Fri, Aug 27, 2004 - Page 1 News List

Mortar attack kills 74, al-Sistani reaches Najaf


A mortar barrage slammed into a mosque in Kufa filled with Iraqis preparing to march on the nearby city of Najaf, killing 74 people and wounding 376 the Iraqi health ministry said yesterday, just hours before the nation's top Shiite cleric arrived in Najaf determined to end three weeks of fighting there.

After the mortar attack, unidentified gunmen opened fire from an Iraqi National Guard base on thousands of Shiite Muslim marchers heading to Najaf, killing at least three and wounding 46, witnesses said.

Fierce clashes also continued yesterday in Najaf, just kilometers away, with US warplanes bombing suspected positions of radical Shiite cleric Moqtada al-Sadr's Mahdi Army militia and explosions booming across the city.

The violence dampened renewed hopes for a rapid resolution to the crisis that has pitted al-Sadr loyalists against a combined US-Iraqi force. The US military and the insurgents both blamed the other for the mortar barrage on Kufa's main mosque.

Grand Ayatollah Ali Husseini al-Sistani, 75, returned to Iraq on Wednesday from a trip to London and headed home to Najaf from the southern city of Basra yesterday morning in an armored car traveling in a 30-vehicle convoy.

He arrived in Najaf just before 3pm and went directly to one of his houses in the al-Saad neighborhood, about 1.5km away from the revered Imam Ali Shrine, where the militants were holed up.

Interim Prime Minister Ayad Allawi declared a 24-hour cease-fire in Najaf from the time of al-Sistani's arrival "to reinforce our commitment to peace."

Allawi expressed hope al-Sistani's peace initiative would succeed so the government would not have to resort to a long-threatened raid on the shrine.

"I stress that this is the last call for peace and that this is the last chance to put an end to the spilling of innocent blood," Allawi said in a statement. "God willing, our prayers for Iraq's peace and stable security will be met."

Allawi and other government officials have repeatedly issued ultimatums for the militants to capitulate, but have yet to follow through on their threats.

Thousands of chanting supporters ran out to greet al-Sistani's convoy as it passed through the town of Samawah, aides said. The 350km journey from Basra to Najaf could take five hours.

"It seems that there are huge crowds joining the march in every city we pass by," said Hamed al-Khafaf, an al-Sistani assistant.

Al-Sistani -- who wields enormous influence among Shiites -- is calling for Najaf and Kufa to be declared weapons-free cities, for all foreign forces to withdraw from Najaf and leave security to the police and for the Iraqi government to compensate those harmed by the fighting here.

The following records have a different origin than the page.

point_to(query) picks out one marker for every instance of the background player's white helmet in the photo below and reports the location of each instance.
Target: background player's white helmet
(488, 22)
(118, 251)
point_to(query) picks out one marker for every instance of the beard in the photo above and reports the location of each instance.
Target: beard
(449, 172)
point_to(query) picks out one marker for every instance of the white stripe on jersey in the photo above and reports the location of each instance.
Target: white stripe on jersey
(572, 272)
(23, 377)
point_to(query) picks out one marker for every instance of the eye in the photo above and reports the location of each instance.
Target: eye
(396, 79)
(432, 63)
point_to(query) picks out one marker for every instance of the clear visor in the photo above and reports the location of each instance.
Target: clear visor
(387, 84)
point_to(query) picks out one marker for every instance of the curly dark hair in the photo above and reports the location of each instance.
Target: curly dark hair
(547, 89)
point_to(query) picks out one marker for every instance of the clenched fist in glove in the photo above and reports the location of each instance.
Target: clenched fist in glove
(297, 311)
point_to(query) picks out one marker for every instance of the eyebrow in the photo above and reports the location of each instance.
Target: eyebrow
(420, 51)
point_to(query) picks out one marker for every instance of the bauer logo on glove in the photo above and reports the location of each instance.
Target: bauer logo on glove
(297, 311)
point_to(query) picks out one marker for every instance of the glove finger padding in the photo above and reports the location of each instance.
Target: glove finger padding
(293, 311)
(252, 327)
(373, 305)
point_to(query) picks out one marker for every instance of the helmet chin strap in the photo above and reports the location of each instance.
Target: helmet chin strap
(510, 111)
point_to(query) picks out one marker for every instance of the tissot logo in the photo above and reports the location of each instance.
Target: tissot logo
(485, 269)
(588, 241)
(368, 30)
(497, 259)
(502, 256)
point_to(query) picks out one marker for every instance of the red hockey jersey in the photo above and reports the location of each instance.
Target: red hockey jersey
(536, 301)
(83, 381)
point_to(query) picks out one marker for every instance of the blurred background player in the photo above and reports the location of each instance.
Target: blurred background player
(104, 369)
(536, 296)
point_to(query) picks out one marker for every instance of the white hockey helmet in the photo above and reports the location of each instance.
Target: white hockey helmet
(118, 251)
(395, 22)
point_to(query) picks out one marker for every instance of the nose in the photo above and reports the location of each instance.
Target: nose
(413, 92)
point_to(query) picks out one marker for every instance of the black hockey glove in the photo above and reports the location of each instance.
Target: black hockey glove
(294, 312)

Al-Sistani's aides have called on Iraqi Shiites nationwide to march on Najaf to support his peace bid, but asked them to wait on the edge of the holy city until his arrival. Al-Sadr's aides also asked their followers to join the march as well.

Thousands of people planning to march to Najaf were crowded around the Kufa mosque at the time of the mortar attack and dead bodies lay throughout the compound, witnesses said.

The mosque is an al-Sadr stronghold and the rebel cleric regularly delivers a sermon during Friday prayers there.

"We were gathering outside and inside the mosque preparing to head to Najaf when two mortar shells landed, one inside the mosque and the other on the main gate," said Hani Hashem, bringing an injured friend to the hospital.